Did I fail to get these test resulsts for:
Subject: Re: Re (6): Is awk suitable for this?
Date: Mon, 17 Sep 2012 14:13:49 GMT
back within a month?
Since this utility's Ver1 has proven successful, it's appropriate to
expalin further why WE need it.
Most info from the net, these days is fetched via http - regretable IMO.
So there are aZillion webPage designers all following the same template.
Like lawers who'll never use ten words, when tenThousand will do, they
fill out each web-page that you fetch with repetative bloat.
Consider the pattern from decades ago, where you needed to extact a 6 part
article from a monthly periodical, where the average article-part size was
2 & half pages, for an average periodical size of 40 pages.
So too today, if you fetched your http-info by lynx/links/elinks, instead
of having the text wrapped in pictures, you'd notice that the valuable
text-info is wrapped in repetative/garbage. It's garbage because you
only need ONE copy.
Inevitably if you need some info from a site, you'll need to get several
'pages'. Which means that the redundant packaging will be the same for
each page fetched.
In order to BuildAbook of the particular info, I use a script(s) which does:
So when I [pay to] go online, to get my email, a 2line script may run:
g1277 medL <medicalDir>/<BookTitle>
g1277 electroL <electro>/<elBookTitle>
where `g1277` is the above described script, which needs 1, 2 args
and does FetchTheTextMax: 77Char LineLen.
So then after the email is d/l-ed, the 2 books, already in their
appropriate directory, are initiated or expanding.
But to clean-out the annoying repetitions, we need:
EdMorton's FileCleaner awk; which is coded in the above mentioned thread.
===============> here are some test results for vers1.
=> extract to R some <lines to be deleted>
-> awk -f tst.awk R /mnt/hdc11/Inet/USENET/GroupsIndx/OwnWebPage/J14d > J14dT
-> cat /mnt/hdc11/Inet/USENET/GroupsIndx/OwnWebPage/J14d | wc -l == 2961
-> cat J14dT | wc -l == 2931 Good! R is 2 lines; so 15 repeats were removed.
==> extract another 5-lines to R2
-> awk -f tst.awk R2 J14dT > J14dT2
-> cat J14dT2 | wc -l == 2856 ==> 5 * 15 == Good.
==> extract a 1-liner to R3
-> awk -f tst.awk R3 J14dT2 > J14dT3
-> cat J14dT3 | wc -l == 2856 = none removed ?
-> cat R3 ==
-> ls -l J14dT* ==
-rw-r--r-- 1 root root 133614 2012-10-16 21:32 J14dT
-rw-r--r-- 1 root root 129813 2012-10-16 21:39 J14dT2
-rw-r--r-- 1 root root 129813 2012-10-16 21:48 J14dT3
=> perhaps there's a problem with one-liners, or I forgot EOL?

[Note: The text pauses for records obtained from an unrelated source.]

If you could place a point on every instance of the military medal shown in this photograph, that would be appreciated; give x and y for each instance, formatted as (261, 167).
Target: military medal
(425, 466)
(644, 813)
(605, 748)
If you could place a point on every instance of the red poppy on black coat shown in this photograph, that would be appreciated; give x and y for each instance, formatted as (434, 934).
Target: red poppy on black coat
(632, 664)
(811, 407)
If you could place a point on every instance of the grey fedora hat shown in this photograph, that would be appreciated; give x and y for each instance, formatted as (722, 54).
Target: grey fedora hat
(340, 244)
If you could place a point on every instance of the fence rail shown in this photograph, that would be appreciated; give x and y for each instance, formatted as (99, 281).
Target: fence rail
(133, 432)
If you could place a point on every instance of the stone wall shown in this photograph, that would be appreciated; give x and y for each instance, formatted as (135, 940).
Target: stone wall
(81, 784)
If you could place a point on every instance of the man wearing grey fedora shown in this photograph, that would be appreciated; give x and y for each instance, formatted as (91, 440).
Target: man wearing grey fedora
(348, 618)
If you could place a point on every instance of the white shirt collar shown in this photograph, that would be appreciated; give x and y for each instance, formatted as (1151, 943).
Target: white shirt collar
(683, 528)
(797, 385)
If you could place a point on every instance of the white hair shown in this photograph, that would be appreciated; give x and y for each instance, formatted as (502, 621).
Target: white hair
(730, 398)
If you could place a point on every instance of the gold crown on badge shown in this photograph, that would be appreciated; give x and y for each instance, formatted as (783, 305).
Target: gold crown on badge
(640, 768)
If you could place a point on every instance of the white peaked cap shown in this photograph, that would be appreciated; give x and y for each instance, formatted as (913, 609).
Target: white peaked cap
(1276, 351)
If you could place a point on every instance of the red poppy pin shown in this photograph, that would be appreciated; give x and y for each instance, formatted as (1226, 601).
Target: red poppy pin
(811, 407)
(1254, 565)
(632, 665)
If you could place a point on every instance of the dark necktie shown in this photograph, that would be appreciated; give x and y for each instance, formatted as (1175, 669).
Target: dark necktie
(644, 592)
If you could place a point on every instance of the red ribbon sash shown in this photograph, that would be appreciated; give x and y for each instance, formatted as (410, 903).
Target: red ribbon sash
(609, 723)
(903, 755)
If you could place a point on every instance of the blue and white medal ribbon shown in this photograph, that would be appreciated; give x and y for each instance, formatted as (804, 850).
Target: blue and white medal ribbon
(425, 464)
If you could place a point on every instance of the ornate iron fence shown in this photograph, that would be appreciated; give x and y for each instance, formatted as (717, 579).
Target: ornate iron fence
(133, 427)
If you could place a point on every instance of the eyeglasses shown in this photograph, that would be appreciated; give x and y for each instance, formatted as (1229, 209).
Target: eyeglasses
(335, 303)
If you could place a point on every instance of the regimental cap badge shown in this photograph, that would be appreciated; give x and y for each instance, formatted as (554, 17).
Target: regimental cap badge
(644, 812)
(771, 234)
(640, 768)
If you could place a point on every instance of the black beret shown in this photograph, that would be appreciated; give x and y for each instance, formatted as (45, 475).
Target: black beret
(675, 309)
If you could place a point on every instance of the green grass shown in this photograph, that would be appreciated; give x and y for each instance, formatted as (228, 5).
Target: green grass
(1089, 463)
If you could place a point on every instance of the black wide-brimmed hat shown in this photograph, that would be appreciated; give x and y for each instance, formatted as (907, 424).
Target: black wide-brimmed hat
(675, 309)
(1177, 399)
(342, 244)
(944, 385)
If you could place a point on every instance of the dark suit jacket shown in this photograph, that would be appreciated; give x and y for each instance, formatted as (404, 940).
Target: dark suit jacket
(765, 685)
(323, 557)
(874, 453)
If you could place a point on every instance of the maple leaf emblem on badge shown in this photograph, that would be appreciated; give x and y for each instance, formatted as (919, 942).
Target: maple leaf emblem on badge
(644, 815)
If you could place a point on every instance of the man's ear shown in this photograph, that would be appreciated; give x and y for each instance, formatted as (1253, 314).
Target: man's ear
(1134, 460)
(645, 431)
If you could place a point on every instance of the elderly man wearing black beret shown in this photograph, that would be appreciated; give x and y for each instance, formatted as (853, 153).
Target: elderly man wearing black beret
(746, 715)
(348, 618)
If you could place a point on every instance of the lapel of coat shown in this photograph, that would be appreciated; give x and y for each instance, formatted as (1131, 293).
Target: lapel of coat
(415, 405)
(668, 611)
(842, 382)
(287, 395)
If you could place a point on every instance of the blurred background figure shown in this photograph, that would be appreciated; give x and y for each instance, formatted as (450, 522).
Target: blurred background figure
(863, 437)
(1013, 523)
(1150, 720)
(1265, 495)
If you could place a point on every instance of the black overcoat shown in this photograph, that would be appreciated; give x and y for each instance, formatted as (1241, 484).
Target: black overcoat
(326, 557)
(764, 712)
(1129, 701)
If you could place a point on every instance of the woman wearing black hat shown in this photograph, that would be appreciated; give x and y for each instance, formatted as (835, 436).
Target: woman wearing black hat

-> awk -f tst.awk S /mnt/hdc11/Inet/USENET/GroupsIndx/OwnWebPage/D12 > D12a
-> cat /mnt/hdc11/Inet/USENET/GroupsIndx/OwnWebPage/D12 | wc -l == 9019
-> cat D12a | wc -l == 8863 = good.
==> let's try deleteing one-and-half lines ?
-> awk -f tst.awk S1.5 D12a > D12b
-> cat D12b | wc -l == 8863
-> cat S1.5 ==
=> the second-line had no EOL. Need more investigation.
=> manually viewing: there are many "View profile"
eg:" View profile"
? Does this mean that <DeleteFile> must be 1 < LineCount
That's not a big-problem.
An interesting minor error is that the tail of the InFile
is changed from eg:---------------
----------------, not repetatively, but only for the
first cleaning-cycle of the file.
So the <EOL>"<><><><><>" is appened once only.
More importantly, I need to be able to roam the file tree, and apply
DeleteRepeatBloks aka `DR` after extracting a candidate text-block.
I use `mc`. So far, I'm having problems re. the <pathAccess> from the
DR-script [which is in PATH], to DeleteFile. So far I've just put the
DeleteFile in the same dir as the InFile. But this tends to leave extra
scattered garbage. And since it's a one-at-time-user-PC, it may be
better to extract the DeleteFile to a fixed/default location: /tmp/R.
And then there's the refinement of how-best to handle the new-identity of
the text-file as it becomes cleaned through N-cycles.
NB. The book gets cleaner, the more it's read/used.